We've already got some pretty good response on people coming to the show, so those that haven't seen my stuff will see it when they get there.


----------



## Dave G (Aug 7, 2006)

Awesome! Let us know how it goes.


----------



## Rodney (Nov 3, 2004)

Big Congrats, Greg!

I think that's a nice expansion of your brand. I also like how your brand has meaning on its own (makes it easier to promote).

It sounds like a very cool way of marketing your line. I'm a big fan of comedy. It's right up there with t-shirts, music, movies, photography. If I was anywhere close to the show, I'd be there  Maybe I can get a flight out there for my birthday.


----------



## COEDS (Oct 4, 2006)

Great idea Greg, I wish you the best.......... JB


----------



## Comin'OutSwingin (Oct 28, 2005)

Rodney said:


> Big Congrats, Greg!
> 
> I think that's a nice expansion of your brand. I also like how your brand has meaning on its own (makes it easier to promote).
> 
> It sounds like a very cool way of marketing your line. I'm a big fan of comedy. It's right up there with t-shirts, music, movies, photography. If I was anywhere close to the show, I'd be there  Maybe I can get a flight out there for my birthday.


Southwest flights are cheap! 

There would definitely be a spot waiting for you.


----------



## Rodney (Nov 3, 2004)

Comin'OutSwingin said:


> Southwest flights are cheap!
> 
> There would definitely be a spot waiting for you.


Know any good hotels in Nashville?


----------



## Comin'OutSwingin (Oct 28, 2005)

Rodney said:


> Know any good hotels in Nashville?


The Gaylord Resort at Opryland is directly adjacent to the venue where the show is going to be. They're pretty pricey, though. 

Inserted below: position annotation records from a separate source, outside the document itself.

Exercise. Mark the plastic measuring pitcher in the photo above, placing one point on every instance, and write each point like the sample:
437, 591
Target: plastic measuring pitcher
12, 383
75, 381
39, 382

And both are about 5 miles from the airport! 


Gaylord Opryland : Home


----------



## Vtec44 (Apr 24, 2006)

Way too cool!!!


----------



## RisingBlue7 (Oct 8, 2006)

Greg,

Looks awesome! Congratulations! This will be a hit for you and your company


----------



## Blacksheep 78 (Oct 27, 2006)

Congrats!

Thats a big accomplishment, not to mention the exposure your going to get for your t-company.

Great job.

-Tim


----------



## RAHchills (Aug 28, 2005)

Nice one Greg.


----------



## Jasonda (Aug 16, 2006)

So, Greg..

How did it go?


----------



## Comin'OutSwingin (Oct 28, 2005)

It hasn't happened yet. It's next Saturday, the 24th.

I'm excited, though!!!!!


----------



## silverbolt (Aug 11, 2005)

*Re: Great New Marketing Opportunity!*

I hope you sell a lot of shirts and get some wonderful exposure.


----------



## Comin'OutSwingin (Oct 28, 2005)

Me too! 

It's getting close to show time, and I'm VERY busy, and EXTREMELY excited!  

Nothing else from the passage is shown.